Some people think little girls should be seen and not heard, but I think,

Oh blogwatch! up yours! 1-2-3-4!!!

Camassia: “What’s the difference between Christian love and Buddhist compassion? Katherine seemed to imply that Christian love is more passionate, and that seems so to me. Buddhists seek to rid themselves of desire, but Christians have desire all over the place: God desires us, we desire him, we desire each other, etc. I can see why Katherine finds that more appealing than the Void, but I can’t help feeling that this also brings the things that appall me about the Christian God — the anger, the punitiveness, the blood and suffering and the whole shmeer. Is that the price we pay for having an impassioned God?”

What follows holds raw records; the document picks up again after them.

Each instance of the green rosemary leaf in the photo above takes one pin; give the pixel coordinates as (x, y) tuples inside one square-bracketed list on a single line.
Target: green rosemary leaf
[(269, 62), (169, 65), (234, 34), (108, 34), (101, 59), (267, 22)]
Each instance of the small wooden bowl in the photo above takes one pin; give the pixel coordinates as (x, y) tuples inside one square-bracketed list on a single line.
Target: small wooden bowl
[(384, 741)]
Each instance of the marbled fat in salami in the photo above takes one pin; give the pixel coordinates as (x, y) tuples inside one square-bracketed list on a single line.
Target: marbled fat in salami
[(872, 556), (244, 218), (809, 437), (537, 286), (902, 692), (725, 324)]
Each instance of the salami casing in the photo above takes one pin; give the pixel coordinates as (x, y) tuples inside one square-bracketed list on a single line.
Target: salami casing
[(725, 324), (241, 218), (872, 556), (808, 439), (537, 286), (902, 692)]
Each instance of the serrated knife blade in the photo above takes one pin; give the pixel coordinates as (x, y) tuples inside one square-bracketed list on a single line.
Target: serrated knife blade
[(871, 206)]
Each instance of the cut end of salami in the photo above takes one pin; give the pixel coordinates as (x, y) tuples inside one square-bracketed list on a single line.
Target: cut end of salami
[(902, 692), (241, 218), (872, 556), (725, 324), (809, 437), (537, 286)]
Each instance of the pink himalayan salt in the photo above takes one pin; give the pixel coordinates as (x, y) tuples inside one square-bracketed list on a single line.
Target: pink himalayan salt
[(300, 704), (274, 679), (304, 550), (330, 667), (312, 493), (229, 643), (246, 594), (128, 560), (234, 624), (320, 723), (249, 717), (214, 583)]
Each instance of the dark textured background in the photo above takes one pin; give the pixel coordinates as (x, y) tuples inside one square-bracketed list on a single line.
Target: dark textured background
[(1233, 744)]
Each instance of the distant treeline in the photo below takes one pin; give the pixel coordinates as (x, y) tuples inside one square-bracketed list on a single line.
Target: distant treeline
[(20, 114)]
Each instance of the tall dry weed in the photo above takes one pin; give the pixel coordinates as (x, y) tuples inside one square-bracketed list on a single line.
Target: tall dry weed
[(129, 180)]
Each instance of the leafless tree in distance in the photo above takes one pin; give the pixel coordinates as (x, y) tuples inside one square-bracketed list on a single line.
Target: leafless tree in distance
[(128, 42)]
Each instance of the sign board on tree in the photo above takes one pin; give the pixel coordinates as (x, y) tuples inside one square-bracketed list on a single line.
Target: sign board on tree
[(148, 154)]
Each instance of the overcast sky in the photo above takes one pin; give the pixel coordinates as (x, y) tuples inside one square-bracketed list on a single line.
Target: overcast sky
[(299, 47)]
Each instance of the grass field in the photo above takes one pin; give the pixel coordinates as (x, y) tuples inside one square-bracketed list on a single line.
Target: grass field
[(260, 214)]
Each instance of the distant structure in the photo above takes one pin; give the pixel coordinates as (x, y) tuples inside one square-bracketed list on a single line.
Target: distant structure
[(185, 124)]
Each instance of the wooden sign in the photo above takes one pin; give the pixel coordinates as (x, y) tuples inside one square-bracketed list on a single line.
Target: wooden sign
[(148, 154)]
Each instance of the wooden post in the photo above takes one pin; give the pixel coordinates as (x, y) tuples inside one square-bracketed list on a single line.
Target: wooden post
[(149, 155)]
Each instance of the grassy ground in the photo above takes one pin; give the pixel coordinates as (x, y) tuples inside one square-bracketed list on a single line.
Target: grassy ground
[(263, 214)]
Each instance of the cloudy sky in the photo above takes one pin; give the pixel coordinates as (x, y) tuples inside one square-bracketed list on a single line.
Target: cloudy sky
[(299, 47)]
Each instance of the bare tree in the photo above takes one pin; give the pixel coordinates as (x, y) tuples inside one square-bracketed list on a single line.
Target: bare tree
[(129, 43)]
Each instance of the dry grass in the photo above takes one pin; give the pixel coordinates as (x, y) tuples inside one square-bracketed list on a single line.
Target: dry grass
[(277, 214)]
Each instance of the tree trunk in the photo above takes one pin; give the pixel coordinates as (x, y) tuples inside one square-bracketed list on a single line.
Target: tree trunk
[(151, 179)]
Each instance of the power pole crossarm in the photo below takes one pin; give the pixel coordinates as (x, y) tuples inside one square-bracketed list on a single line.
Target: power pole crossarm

Dappled Things: Powerful post on belonging to the Catholic Church. I have a different perspective, as an adult convert raised very very much outside the Church. But I definitely see this: “Reading Luther or Kierkegaard (who are the Protestant thinkers I’m most familiar with), I’m impressed by the intense personal faith of the individual who stands naked before God and calls out for salvation. I’m impressed by the great personal responsibility that the classical Protestant takes upon himself as he picks up the Bible and, relying on his own mind and the Holy Ghost, attempts to figure out what God means to communicate to man and then bets his soul upon it. To me (and, I think, to most Catholics) this fearsome responsibility has something very distant and cold about it. It is awe-inspiring, but it also seems very, very lonely.”

[Eve adds–it also seems to make the Descartes mistake of seeking truth outside relationship, rather than viewing trust and personal relationships as a matrix within which we can gain greater understanding of God–which is sort of what I was getting at in my post about Derrida and being “open to the Other.” But I should probably shut up about that until I have a more thought-through thing to say about it. Back to Dappled Things:]

“…When I think of ‘faith,’ I think of something that has been passed along to me from the hands of another. …I think of something I’m not entitled to change, because it doesn’t belong to me and because I’m charged with passing it along intact to the next generation, who will depend upon me as I have depended on the last generation. The writings of the Saints and the Church’s worship are the checks and balances which keep my own personal interpretations of the Faith from straying far afield….”

Eve again: It’s very strange for me to think about people growing up in the Church, since so much of my conversion was about a sense of exile (which is a sense of the Fall) and entering the Church was, not a homecoming, but the anticipation of a homecoming–like hearing an echo before you hear the voice. So it’s hard for me to imagine experiencing this echo or shadow of homecoming as home, as normal, as the known. Fr. Tucker makes me see the beauty of a formation I find very foreign.

Forager 23: What ever happened to the heavy? Great question for those of us interested in a) movies or b) masculinity.

Johnny Bacardi: Flattery will get you everywhere. Also, you all are wrong about Chuck Jones. Read his autobiography, Chuck Amuck, for some of the straight-up funniest stuff I’ve ever seen. I named my solo zine Femme Skunk after, of course, Pepe Le Pew’s petit chou-chou. That skunk’s always been a hero of mine.

Kesher Talk: I haven’t read the linked post yet, but this sounds fascinating: “Naomi Chana wrote an excellent and moving essay — inspired by a widespread discomfort and misunderstanding of the Yom Kippur Avodah service by liberal Jews — on the translation from the sacrifice-based Temple service to the rabbinic innovations in liturgy. I have some remarks in the comments. I think this would fit into my Pintele Yid series as another window onto the Jewish worldview, so if you are interested in what makes Jews tick, read the whole thing.”

The Old Oligarch: Part one of his review of “The Matrix: Revolutions.” I hated the second movie but loved reading the O.O.’s commentaries on it (here here here), so I anticipate much chunky, funky philosophical goodness from his posts on the third film.